When you try to disarm the populace, you don't disarm the privileged; not only do they have state guns to call upon, they get themselves exempted from the prohibitions. (See, e.g., how Trump and Feinstein have CCW permits despite living in restrictive states.) And you don't disarm determined criminals; guns will never be harder to get than heroin is, and anyone with a couple of bucks and a willingness to break the law can get that.
You disarm those in need of protection, those who don't get police protection.
If you don't know about the key role guns played in the American struggle for civil rights, how black people engaged in justified armed self-defence against violent racists , you don't have an informed opinion about either gun rights or racial equality. You can fix that by reading Cobb's book.
And if you think that the need for citizens to have access to the means to resist violence -- either freelance violence or state violence -- ended with the 1960s, you're not well-acquainted with the world.
This nonviolent stuff’ll get you killed (Washington Post)
Armed self-defense (or, to use a term preferred by some, “armed resistance”) as part of black struggle began not in the 1960s with angry “militant” and “radical” young Afro-Americans, but in the earliest years of the United States as one of African people’s responses to oppression. This tradition, which culminates with the civil rights struggles and achievements of the mid-1960s, cannot be understood independently or outside its broader historical context. In every decade of the nation’s history, brave and determined black men and women picked up guns to defend themselves and their communities.

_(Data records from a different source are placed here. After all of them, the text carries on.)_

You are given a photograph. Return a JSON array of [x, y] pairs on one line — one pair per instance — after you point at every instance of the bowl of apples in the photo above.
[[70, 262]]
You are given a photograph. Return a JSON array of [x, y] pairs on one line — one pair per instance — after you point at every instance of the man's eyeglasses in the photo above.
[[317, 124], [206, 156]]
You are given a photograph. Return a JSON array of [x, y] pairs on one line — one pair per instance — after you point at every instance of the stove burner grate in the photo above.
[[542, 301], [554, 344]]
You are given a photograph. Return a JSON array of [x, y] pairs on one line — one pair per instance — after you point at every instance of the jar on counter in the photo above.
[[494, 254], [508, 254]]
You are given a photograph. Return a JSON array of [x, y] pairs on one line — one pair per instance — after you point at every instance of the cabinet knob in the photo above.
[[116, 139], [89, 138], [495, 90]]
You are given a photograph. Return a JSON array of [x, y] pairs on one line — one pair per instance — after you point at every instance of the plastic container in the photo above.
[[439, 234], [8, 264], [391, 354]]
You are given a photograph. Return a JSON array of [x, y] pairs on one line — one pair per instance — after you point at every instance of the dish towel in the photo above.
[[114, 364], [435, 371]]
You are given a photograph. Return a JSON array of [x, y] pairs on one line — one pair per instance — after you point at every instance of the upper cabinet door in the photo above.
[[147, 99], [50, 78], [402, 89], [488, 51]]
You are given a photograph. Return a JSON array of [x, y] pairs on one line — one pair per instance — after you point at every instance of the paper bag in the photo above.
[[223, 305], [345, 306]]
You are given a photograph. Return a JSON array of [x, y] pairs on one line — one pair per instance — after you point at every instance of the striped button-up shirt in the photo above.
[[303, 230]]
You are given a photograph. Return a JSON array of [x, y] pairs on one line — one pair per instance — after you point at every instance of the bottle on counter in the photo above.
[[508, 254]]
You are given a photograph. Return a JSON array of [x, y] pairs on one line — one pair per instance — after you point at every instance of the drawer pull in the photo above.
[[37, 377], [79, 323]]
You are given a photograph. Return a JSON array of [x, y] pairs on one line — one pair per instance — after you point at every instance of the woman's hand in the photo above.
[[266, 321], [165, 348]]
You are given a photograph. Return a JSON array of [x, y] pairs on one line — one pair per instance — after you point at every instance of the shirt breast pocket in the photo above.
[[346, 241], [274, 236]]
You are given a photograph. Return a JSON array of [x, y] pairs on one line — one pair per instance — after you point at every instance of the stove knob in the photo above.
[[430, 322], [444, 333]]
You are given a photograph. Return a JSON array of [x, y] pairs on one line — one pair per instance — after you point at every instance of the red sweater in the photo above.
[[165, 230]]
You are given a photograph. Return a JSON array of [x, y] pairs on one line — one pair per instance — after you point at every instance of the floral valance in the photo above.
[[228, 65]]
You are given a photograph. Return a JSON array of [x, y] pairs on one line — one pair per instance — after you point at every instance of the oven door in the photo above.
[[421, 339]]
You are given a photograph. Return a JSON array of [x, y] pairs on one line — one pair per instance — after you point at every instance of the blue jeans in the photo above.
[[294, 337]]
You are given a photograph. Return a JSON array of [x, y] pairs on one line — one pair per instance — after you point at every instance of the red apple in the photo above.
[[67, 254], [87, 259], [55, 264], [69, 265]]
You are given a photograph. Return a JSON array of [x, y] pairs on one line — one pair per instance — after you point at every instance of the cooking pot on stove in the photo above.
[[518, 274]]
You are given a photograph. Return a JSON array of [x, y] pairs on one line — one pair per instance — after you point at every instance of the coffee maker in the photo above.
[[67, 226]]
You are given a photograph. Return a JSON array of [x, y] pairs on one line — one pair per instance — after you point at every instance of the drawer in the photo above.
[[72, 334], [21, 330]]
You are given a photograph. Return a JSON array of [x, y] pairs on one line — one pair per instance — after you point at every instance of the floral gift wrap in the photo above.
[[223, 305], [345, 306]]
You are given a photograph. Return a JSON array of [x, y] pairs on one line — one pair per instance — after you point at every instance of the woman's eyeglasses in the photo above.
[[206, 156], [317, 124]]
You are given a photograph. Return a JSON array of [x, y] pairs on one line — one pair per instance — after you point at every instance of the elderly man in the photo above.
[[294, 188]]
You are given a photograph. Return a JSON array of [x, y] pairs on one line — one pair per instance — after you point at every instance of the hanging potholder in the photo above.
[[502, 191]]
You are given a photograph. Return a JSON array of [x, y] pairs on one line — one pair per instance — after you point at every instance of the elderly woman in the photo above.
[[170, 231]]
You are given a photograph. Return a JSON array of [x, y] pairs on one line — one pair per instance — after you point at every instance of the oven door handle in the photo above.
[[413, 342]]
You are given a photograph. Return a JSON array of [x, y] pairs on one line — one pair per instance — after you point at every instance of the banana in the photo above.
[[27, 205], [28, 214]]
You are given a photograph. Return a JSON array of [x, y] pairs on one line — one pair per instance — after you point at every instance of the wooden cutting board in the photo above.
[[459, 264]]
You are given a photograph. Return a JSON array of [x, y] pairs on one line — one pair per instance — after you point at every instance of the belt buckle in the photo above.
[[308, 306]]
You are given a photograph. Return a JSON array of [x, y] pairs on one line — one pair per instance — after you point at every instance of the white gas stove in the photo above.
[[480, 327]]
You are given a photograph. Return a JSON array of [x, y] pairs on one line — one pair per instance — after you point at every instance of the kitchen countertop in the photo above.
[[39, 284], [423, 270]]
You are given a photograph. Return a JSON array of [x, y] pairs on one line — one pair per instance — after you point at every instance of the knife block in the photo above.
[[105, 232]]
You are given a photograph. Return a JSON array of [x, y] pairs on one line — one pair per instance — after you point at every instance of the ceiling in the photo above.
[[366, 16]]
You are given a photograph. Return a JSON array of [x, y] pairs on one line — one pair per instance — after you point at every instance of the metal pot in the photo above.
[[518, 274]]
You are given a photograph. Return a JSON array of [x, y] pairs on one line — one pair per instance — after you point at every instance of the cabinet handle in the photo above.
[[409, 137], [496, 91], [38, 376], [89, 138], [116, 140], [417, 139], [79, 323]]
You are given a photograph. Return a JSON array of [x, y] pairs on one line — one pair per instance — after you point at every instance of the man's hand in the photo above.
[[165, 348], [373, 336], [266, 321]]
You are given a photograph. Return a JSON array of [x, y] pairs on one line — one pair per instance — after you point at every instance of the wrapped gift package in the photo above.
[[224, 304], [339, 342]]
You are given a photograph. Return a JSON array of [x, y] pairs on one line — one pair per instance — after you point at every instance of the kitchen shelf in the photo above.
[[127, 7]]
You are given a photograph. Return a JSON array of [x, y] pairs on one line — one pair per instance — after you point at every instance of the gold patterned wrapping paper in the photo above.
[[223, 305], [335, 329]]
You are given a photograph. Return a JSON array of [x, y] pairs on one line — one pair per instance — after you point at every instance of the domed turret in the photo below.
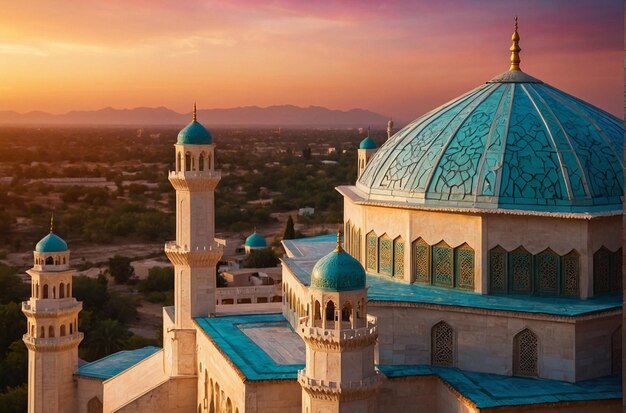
[[51, 243], [338, 271], [194, 133], [255, 241]]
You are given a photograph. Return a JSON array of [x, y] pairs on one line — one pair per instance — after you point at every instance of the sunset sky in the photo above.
[[398, 58]]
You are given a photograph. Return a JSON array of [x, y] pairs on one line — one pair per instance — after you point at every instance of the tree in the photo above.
[[120, 269], [290, 231], [263, 258]]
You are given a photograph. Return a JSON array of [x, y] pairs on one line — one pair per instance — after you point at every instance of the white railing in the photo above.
[[196, 174], [174, 247]]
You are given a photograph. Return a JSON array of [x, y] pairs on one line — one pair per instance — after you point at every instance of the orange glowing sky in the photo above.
[[398, 58]]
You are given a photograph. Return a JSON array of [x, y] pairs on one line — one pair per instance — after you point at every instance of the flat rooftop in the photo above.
[[303, 253], [116, 363], [264, 347]]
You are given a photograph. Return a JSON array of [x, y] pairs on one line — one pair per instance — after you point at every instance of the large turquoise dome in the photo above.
[[513, 143], [51, 243], [338, 271]]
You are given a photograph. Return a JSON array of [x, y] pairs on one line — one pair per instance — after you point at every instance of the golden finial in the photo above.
[[515, 49], [339, 248]]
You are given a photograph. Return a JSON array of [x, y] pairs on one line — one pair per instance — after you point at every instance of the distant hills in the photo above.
[[277, 116]]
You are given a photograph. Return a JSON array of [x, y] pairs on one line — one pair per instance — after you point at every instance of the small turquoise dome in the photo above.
[[367, 143], [51, 243], [338, 271], [194, 134], [256, 240]]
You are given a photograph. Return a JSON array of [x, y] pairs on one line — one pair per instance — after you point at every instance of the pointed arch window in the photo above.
[[443, 265], [547, 272], [442, 345], [498, 277], [385, 255], [398, 257], [371, 258], [421, 261], [464, 267], [525, 353], [520, 271]]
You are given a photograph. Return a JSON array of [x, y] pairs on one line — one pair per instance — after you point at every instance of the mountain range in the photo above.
[[276, 116]]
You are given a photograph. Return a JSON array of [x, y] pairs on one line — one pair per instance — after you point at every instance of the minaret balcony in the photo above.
[[334, 390], [53, 343], [333, 337], [205, 255], [51, 307]]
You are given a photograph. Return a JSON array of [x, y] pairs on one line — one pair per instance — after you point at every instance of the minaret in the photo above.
[[367, 148], [52, 335], [340, 375], [389, 129], [194, 253]]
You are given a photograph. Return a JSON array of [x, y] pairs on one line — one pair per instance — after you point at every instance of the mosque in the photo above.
[[479, 271]]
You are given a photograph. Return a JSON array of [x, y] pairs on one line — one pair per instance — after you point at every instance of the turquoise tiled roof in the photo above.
[[492, 390], [249, 358], [338, 271], [256, 240], [512, 143], [51, 243], [367, 143], [114, 364], [194, 134], [382, 288]]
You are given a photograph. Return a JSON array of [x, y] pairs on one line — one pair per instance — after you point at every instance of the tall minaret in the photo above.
[[194, 253], [340, 375], [52, 335], [367, 148]]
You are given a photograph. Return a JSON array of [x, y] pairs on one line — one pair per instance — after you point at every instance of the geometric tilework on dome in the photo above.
[[512, 143]]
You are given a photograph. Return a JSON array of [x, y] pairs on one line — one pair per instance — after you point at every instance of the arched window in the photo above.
[[570, 273], [464, 267], [346, 313], [616, 351], [385, 255], [201, 162], [443, 265], [525, 353], [371, 254], [442, 345], [520, 271], [317, 315], [602, 271], [398, 257], [421, 261], [187, 161], [498, 274], [547, 272]]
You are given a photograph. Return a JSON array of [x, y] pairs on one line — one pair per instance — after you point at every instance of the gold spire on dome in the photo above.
[[515, 49]]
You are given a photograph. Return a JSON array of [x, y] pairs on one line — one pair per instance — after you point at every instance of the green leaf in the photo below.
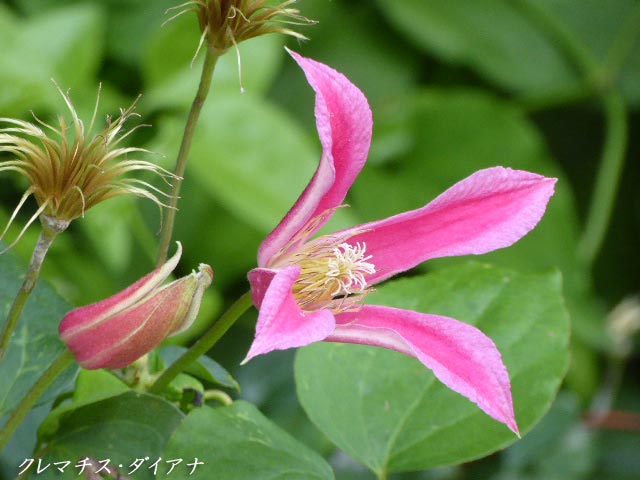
[[237, 442], [491, 36], [513, 47], [91, 386], [122, 429], [389, 412], [35, 343], [235, 151], [204, 368], [65, 44]]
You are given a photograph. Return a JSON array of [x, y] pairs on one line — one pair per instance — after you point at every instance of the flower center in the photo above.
[[333, 275]]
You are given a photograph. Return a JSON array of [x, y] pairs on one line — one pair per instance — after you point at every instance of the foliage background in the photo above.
[[454, 86]]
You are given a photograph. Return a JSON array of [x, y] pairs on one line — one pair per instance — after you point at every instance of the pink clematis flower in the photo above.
[[312, 289]]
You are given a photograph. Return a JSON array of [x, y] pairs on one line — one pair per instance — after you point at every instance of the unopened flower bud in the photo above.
[[116, 331]]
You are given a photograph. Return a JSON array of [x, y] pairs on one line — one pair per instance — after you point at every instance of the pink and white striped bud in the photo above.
[[120, 329]]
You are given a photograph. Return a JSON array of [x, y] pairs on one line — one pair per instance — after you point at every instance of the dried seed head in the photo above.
[[225, 23], [68, 169]]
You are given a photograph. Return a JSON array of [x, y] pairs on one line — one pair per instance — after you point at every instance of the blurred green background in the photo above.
[[454, 85]]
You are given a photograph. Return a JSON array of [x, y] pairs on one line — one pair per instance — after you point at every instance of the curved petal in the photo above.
[[490, 209], [460, 355], [260, 279], [344, 123], [282, 324]]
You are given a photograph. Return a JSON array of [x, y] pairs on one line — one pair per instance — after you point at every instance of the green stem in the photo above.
[[50, 229], [204, 343], [607, 179], [208, 68], [615, 144], [59, 365]]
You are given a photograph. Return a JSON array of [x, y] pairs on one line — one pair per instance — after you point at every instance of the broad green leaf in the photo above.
[[492, 36], [91, 386], [64, 44], [122, 429], [237, 443], [510, 43], [35, 343], [204, 368], [235, 150], [388, 411]]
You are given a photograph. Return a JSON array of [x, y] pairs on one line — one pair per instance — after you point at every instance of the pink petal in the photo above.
[[344, 123], [260, 279], [282, 324], [460, 355], [491, 209]]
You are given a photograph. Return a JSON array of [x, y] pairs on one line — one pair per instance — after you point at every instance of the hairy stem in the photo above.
[[50, 230], [204, 343], [181, 162], [57, 367]]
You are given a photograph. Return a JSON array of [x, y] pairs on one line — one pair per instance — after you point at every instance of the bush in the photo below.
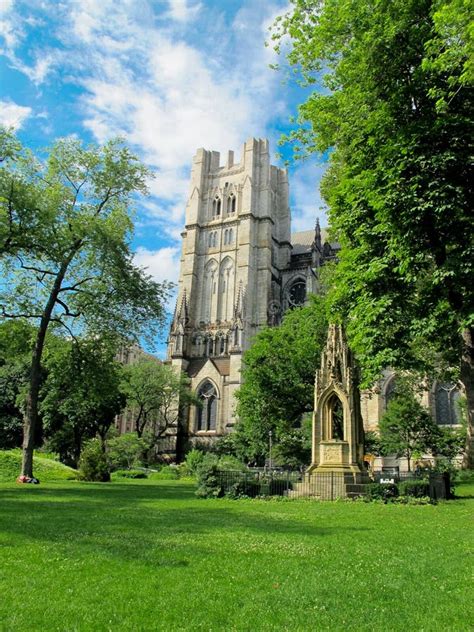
[[125, 451], [43, 468], [415, 489], [208, 478], [382, 491], [250, 488], [130, 474], [193, 460], [167, 473], [93, 464]]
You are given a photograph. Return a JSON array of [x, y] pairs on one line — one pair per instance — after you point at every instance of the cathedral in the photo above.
[[241, 269]]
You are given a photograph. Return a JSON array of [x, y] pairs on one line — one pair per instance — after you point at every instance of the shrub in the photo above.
[[130, 474], [243, 487], [382, 491], [208, 478], [193, 460], [93, 464], [125, 451], [167, 473], [415, 489]]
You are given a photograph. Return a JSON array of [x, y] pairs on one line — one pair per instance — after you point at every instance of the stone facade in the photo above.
[[241, 268]]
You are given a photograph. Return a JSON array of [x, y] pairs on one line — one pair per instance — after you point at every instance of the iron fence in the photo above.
[[324, 486]]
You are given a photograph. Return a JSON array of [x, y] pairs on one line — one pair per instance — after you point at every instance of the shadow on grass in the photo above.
[[147, 523]]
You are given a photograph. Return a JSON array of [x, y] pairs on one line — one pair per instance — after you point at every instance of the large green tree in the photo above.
[[393, 104], [278, 379], [65, 231], [152, 392], [81, 394]]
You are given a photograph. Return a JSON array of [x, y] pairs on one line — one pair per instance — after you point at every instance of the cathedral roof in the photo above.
[[303, 241]]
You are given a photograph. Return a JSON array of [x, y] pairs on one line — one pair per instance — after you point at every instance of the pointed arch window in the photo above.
[[216, 206], [336, 418], [207, 412], [447, 404], [231, 204]]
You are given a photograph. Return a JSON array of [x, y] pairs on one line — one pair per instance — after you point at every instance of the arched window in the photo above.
[[231, 204], [207, 412], [209, 303], [447, 398], [226, 290], [297, 293], [336, 418]]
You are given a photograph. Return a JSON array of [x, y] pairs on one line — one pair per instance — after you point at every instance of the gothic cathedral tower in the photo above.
[[236, 241]]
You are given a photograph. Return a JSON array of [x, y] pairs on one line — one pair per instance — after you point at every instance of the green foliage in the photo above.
[[372, 443], [193, 459], [406, 428], [393, 104], [167, 473], [417, 489], [278, 379], [382, 491], [152, 390], [46, 469], [81, 394], [66, 262], [129, 474], [125, 451], [93, 464], [15, 353], [208, 479]]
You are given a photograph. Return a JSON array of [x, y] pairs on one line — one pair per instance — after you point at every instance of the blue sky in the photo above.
[[168, 75]]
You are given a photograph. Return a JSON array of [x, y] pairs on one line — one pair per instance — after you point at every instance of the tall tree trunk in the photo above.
[[31, 411], [467, 378]]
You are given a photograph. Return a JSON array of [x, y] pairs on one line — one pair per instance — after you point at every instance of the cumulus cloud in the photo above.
[[308, 204], [182, 11], [12, 114], [161, 264]]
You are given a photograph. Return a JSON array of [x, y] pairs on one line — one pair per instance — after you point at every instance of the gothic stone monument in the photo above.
[[338, 434]]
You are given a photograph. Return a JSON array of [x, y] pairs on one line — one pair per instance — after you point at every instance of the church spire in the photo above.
[[317, 234]]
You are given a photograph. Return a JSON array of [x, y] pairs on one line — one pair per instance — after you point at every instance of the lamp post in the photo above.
[[270, 434]]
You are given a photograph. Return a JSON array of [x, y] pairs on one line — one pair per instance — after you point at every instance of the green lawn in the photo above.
[[148, 555]]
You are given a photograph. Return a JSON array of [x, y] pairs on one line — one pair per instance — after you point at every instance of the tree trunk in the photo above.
[[31, 412], [467, 378]]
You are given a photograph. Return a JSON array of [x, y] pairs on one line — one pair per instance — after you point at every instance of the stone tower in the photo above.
[[236, 241]]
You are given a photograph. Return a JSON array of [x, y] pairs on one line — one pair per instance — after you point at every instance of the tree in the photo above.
[[65, 230], [80, 396], [152, 390], [15, 351], [395, 111], [278, 378], [407, 428]]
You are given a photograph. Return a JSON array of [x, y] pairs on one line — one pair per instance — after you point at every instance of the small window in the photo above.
[[207, 412], [216, 206]]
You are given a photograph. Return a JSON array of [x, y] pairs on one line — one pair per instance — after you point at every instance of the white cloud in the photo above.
[[308, 205], [182, 11], [12, 114], [161, 264]]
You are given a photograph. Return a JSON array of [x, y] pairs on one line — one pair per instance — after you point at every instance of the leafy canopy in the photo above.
[[394, 106], [278, 378]]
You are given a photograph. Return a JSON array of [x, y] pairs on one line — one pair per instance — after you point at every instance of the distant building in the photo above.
[[241, 269]]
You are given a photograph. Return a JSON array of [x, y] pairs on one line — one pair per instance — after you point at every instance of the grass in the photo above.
[[45, 469], [148, 555]]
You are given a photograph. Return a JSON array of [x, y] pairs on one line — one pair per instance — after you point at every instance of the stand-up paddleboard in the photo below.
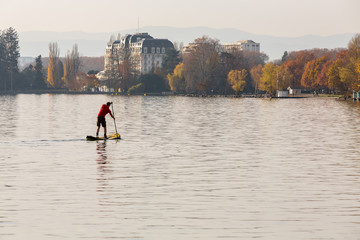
[[108, 137]]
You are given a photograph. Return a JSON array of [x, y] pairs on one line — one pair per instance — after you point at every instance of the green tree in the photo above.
[[9, 50], [176, 79], [72, 64], [202, 66], [55, 67]]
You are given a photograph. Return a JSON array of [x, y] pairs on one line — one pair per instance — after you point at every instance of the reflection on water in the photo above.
[[187, 168]]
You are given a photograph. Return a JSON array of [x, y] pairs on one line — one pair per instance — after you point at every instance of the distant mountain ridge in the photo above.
[[34, 43]]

Thus the tradition of armed self-defense in Afro-American history cannot be disconnected from the successes of what today is called the nonviolent civil rights movement. Participants in that movement always saw themselves as part of a centuries-long history of black life and struggle. Guns in no way contradicted the lessons of that history. Indeed, the idea of nonviolent struggle was newer in the black community, and it was protected in many ways by gunfire and the threat of gunfire. Simply put: because nonviolence worked so well as a tactic for effecting change and was demonstrably improving their lives, some black people chose to use weapons to defend the nonviolent Freedom Movement. Although it is counterintuitive, any discussion of guns in the movement must therefore also include substantial discussion of nonviolence, and vice versa.
...As noted in 1964 by Robert P. “Bob” Moses, director of the Mississippi project of the Student Nonviolent Coordinating Committee (SNCC): “It’s not contradictory for a farmer to say he’s nonviolent and also pledge to shoot a marauder’s head off.” A story that Former SNCC chairman Stokely Carmichael liked to tell was of bringing an elderly woman to vote in Lowndes County Alabama — “she had to be 80 years old and going to vote for the first time in her life…. [T]hat ol’ lady came up to us, went into her bag, and produced this enormous, rusty Civil War-looking old pistol. ‘Best you hol’ this for me, son. I’ma go cast my vote now.’”
P.S. You should also read how gun laws disproportionally lock up black people, as Radley Balko noted last year.